If you are the very proud owner of a logo or are about to have one burst into existence, this is for you. For this article, it is not really important what your logo looks like. We are just going to assume it is actually the best logo ever created.
A logo is probably one of the most important pieces of graphic design you will ever have created if not the most important. A logo is the face of your organization or interests. When you or the people you trust are not there in person to greet clients and potential clients, your logo takes over. It stands in place of a smiling or, at least, confident looking face. It’s important and it says a lot. Unfortunately, it doesn’t say everything.
As most of us know “kids say the darndest things“. One minute you can be looking into the most adorable face ever and the next you may be recoiling in shock by something they say. This is absolutely not something you would want to happen in a meeting. If you are telling the people you work with surreal or contradictory things – or even just have poor grammar, you probably are not making the right impression. Also, you probably are not going to be around long doing what it is you are trying to do. It doesn’t matter how snazzy you look, your communication is awful.
Ideally, you have everything under control when you are meeting a client personally. You won’t always be there in person, though. Someone that works with or for you may not either. Your logo is going to be the face of the business and the graphic design is going to work with your copy to be the voice. Just like an adorable kid can say something crazy, an amazing logo can not hide or make up for bad graphic design or communication.
I’ll let the AIGA Client’s Guide to Design describe this in a similar but different way.

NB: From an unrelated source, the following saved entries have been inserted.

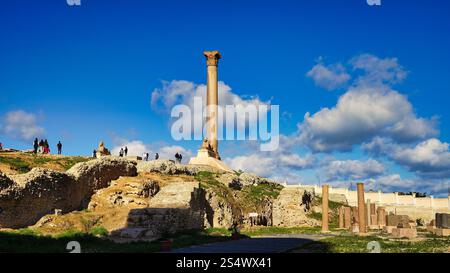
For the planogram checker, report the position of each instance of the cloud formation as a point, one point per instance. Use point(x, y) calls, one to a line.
point(370, 108)
point(138, 147)
point(329, 76)
point(353, 169)
point(21, 125)
point(428, 159)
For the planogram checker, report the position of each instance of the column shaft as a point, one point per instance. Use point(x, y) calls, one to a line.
point(361, 208)
point(325, 208)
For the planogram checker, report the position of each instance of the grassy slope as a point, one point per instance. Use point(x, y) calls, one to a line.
point(19, 162)
point(248, 199)
point(357, 244)
point(30, 241)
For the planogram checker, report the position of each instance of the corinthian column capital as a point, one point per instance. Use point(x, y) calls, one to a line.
point(212, 57)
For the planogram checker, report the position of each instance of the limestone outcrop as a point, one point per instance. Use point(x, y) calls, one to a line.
point(288, 211)
point(236, 181)
point(170, 167)
point(176, 207)
point(25, 198)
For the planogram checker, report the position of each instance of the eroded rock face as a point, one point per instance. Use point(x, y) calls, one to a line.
point(35, 194)
point(245, 179)
point(288, 210)
point(97, 174)
point(170, 167)
point(25, 198)
point(218, 213)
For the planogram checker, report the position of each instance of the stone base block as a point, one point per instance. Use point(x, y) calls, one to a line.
point(404, 233)
point(442, 232)
point(388, 229)
point(202, 159)
point(430, 228)
point(374, 227)
point(374, 219)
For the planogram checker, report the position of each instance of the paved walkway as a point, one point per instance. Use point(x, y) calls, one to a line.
point(272, 244)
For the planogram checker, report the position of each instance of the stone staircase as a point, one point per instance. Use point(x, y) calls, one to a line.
point(177, 206)
point(287, 210)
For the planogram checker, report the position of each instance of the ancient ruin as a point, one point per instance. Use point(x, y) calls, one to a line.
point(208, 154)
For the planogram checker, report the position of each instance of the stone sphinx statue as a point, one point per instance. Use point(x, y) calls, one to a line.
point(101, 150)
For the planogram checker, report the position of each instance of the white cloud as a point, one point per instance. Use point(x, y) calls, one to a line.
point(138, 147)
point(21, 125)
point(329, 76)
point(395, 181)
point(430, 157)
point(360, 115)
point(183, 92)
point(378, 71)
point(353, 169)
point(281, 164)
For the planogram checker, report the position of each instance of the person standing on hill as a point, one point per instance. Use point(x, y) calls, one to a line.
point(59, 146)
point(35, 145)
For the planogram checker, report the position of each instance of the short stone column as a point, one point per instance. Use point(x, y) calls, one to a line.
point(341, 217)
point(325, 208)
point(347, 217)
point(373, 214)
point(381, 213)
point(361, 208)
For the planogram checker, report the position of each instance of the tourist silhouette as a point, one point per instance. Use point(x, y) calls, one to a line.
point(59, 146)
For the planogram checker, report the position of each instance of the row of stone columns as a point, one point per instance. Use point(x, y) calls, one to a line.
point(359, 218)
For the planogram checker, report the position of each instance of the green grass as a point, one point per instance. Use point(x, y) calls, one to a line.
point(69, 162)
point(25, 162)
point(357, 244)
point(259, 192)
point(30, 241)
point(260, 231)
point(16, 164)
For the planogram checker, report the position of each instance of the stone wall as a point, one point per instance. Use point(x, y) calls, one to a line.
point(25, 198)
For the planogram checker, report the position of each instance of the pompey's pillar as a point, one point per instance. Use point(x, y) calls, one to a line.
point(212, 60)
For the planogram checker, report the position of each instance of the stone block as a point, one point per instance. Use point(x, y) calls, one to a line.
point(404, 233)
point(388, 229)
point(442, 220)
point(441, 232)
point(431, 228)
point(395, 220)
point(374, 219)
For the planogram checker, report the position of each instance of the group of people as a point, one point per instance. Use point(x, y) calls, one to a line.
point(178, 157)
point(42, 146)
point(146, 155)
point(123, 151)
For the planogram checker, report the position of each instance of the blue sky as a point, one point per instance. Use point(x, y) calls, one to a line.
point(80, 74)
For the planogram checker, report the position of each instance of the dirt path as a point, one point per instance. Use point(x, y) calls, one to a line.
point(269, 244)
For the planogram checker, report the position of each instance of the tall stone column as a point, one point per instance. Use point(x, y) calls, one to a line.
point(381, 213)
point(212, 60)
point(325, 208)
point(361, 208)
point(368, 219)
point(341, 217)
point(347, 217)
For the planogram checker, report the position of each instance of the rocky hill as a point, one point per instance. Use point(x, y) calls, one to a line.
point(143, 200)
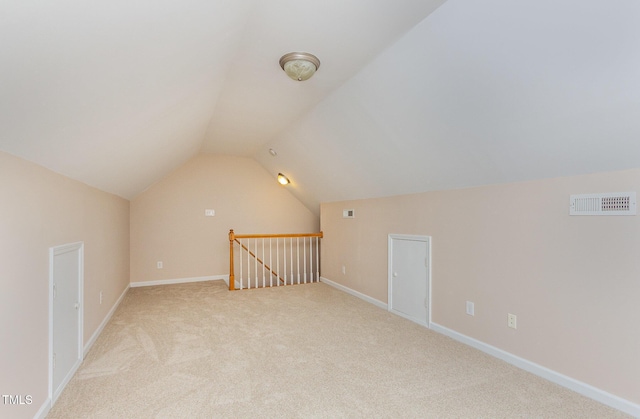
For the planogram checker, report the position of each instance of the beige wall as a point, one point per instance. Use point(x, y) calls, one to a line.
point(168, 222)
point(573, 282)
point(40, 209)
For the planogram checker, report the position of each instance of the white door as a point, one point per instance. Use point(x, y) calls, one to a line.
point(66, 266)
point(409, 277)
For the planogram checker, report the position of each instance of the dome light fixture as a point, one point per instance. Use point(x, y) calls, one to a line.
point(299, 66)
point(283, 179)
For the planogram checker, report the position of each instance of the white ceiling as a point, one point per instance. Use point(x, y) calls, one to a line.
point(117, 94)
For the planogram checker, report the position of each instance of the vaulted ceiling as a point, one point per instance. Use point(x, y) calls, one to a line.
point(411, 95)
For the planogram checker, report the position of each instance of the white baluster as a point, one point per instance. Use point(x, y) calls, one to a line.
point(304, 247)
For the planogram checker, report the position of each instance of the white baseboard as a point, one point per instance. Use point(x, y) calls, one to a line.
point(553, 376)
point(224, 278)
point(95, 335)
point(354, 293)
point(44, 410)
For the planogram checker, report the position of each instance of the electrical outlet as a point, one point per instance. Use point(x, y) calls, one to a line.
point(470, 308)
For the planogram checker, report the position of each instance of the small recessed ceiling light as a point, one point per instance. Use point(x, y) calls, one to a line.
point(283, 179)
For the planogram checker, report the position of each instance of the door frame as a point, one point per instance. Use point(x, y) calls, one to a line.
point(54, 251)
point(427, 240)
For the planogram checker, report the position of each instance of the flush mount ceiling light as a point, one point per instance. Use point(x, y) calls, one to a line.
point(299, 66)
point(283, 179)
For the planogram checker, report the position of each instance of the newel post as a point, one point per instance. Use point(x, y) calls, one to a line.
point(232, 285)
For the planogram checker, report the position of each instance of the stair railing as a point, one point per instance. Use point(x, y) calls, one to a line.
point(267, 259)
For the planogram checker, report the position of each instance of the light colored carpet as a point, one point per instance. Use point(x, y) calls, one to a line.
point(304, 351)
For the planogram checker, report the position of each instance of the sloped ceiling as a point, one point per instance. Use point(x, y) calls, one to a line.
point(411, 95)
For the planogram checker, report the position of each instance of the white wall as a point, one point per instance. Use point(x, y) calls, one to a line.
point(40, 209)
point(573, 282)
point(168, 222)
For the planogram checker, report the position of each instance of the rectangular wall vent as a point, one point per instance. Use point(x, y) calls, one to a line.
point(618, 203)
point(348, 213)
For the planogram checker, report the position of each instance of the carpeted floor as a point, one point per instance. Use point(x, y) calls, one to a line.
point(305, 351)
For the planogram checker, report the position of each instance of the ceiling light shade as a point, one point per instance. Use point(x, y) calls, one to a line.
point(283, 179)
point(299, 66)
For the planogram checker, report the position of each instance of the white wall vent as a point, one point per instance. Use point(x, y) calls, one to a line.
point(619, 203)
point(348, 214)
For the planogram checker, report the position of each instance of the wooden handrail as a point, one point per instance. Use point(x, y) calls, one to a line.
point(271, 236)
point(259, 260)
point(234, 238)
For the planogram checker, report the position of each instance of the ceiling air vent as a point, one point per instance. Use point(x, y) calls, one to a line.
point(348, 213)
point(619, 203)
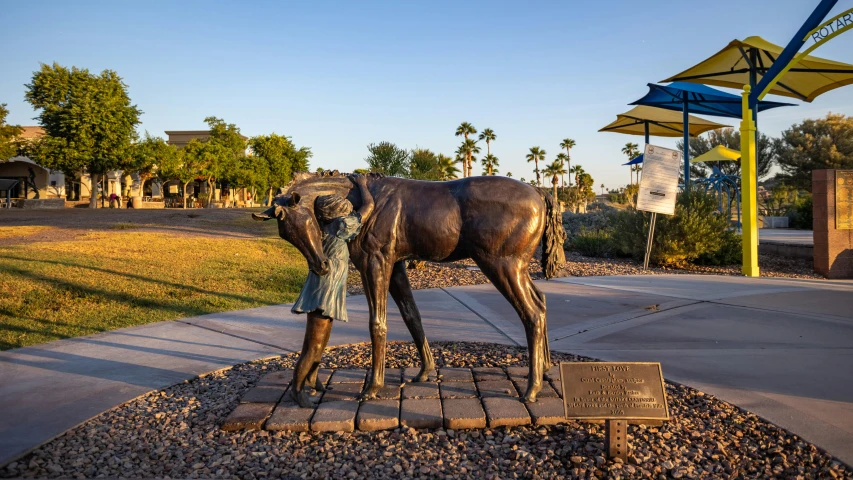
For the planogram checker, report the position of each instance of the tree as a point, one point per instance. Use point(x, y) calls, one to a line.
point(180, 167)
point(388, 159)
point(280, 158)
point(223, 154)
point(536, 154)
point(489, 136)
point(465, 129)
point(146, 157)
point(88, 119)
point(568, 144)
point(8, 136)
point(468, 149)
point(447, 167)
point(490, 164)
point(814, 144)
point(630, 149)
point(554, 170)
point(563, 159)
point(424, 165)
point(729, 138)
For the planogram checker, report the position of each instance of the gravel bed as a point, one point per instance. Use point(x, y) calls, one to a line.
point(465, 272)
point(175, 433)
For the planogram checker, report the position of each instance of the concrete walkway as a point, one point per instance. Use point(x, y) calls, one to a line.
point(780, 348)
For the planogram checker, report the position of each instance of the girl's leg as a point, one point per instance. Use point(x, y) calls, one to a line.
point(316, 332)
point(312, 375)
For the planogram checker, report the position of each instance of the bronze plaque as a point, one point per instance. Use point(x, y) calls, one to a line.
point(614, 390)
point(844, 199)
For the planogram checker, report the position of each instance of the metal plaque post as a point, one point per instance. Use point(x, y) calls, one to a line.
point(649, 241)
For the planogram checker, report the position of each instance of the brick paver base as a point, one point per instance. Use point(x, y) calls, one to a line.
point(456, 398)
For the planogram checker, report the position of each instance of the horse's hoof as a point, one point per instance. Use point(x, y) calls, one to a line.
point(302, 399)
point(529, 398)
point(370, 393)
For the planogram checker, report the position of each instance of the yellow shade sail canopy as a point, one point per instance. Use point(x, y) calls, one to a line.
point(718, 154)
point(730, 67)
point(662, 123)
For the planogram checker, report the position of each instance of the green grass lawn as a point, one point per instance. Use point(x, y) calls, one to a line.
point(122, 276)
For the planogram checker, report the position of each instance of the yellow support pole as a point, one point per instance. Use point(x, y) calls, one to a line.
point(749, 196)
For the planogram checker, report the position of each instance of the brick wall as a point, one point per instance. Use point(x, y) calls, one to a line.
point(833, 248)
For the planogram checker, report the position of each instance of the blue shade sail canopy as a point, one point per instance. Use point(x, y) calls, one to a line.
point(701, 100)
point(635, 160)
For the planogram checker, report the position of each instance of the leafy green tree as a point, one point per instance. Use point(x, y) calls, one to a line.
point(814, 144)
point(568, 144)
point(730, 138)
point(536, 155)
point(424, 165)
point(281, 159)
point(463, 130)
point(88, 119)
point(447, 167)
point(490, 164)
point(181, 167)
point(8, 136)
point(146, 156)
point(388, 159)
point(223, 154)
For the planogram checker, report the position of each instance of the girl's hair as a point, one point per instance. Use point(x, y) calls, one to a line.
point(327, 207)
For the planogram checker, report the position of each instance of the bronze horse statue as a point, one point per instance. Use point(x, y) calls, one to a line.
point(496, 221)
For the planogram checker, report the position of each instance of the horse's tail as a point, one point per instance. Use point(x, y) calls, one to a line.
point(553, 256)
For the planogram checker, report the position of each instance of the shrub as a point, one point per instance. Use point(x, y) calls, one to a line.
point(696, 230)
point(597, 218)
point(801, 215)
point(592, 243)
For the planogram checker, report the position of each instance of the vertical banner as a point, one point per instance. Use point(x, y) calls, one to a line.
point(659, 182)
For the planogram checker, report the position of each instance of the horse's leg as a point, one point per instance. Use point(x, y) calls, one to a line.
point(401, 291)
point(375, 280)
point(510, 277)
point(312, 380)
point(316, 330)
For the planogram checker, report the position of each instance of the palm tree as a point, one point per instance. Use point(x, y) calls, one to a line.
point(630, 149)
point(555, 169)
point(563, 158)
point(489, 163)
point(489, 136)
point(464, 129)
point(534, 156)
point(447, 166)
point(568, 144)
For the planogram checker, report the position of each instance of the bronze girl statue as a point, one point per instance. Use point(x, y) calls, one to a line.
point(323, 297)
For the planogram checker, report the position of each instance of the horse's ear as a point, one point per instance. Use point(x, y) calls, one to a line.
point(294, 199)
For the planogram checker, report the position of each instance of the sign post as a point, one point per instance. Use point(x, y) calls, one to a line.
point(619, 393)
point(658, 187)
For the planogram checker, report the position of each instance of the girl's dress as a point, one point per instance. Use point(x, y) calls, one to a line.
point(328, 293)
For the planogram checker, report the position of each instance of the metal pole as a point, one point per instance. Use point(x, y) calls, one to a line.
point(649, 241)
point(686, 144)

Design is about the whole, not
the parts. If you wear your
$2,500 Armani suit with the
wrong pair of shoes, you are apt
to be remembered for the shoes
and not the suit. Inconsistency
raises doubt and doubt makes
people wary. This might not
matter much if customers didn’t
have alternatives, but customers
do. And they know it.So?
So, it isn’t enough for a company
to have a great logo if the communications
effort isn’t carried out
across the full spectrum of the
company’s interaction with its
marketplaces— from how the
telephone is answered to corporate
identity; branding; packaging;
print materials; advertising;
Internet, intranet, interactive
multimedia and web-related
communications; and environmental
graphics.
The investment you made into the logo for your business was a step in the right direction but it was not the only step needed. Your logo can be sitting over in the corner of a business card looking amazing while your contact info is in some huge, novelty, comic book font and the background is made up of something that looks like a tie-dyed shirt. The “face” looks fine but the communication is awful. This is where your identity and your brand comes in.
There are several pieces of graphic design that work together to create the overall appearance of your business to others – the Identity and/or Brand. This includes not only a logo but typeface, color palette, grid systems, photography and many more. When your communication looks bad, it is bad. When it looks good, the sky is the limit.
Don’t fall into the trap of feeling a logo is all the graphic design you needed or will ever need. It is an important part of your image but it is only one piece of many.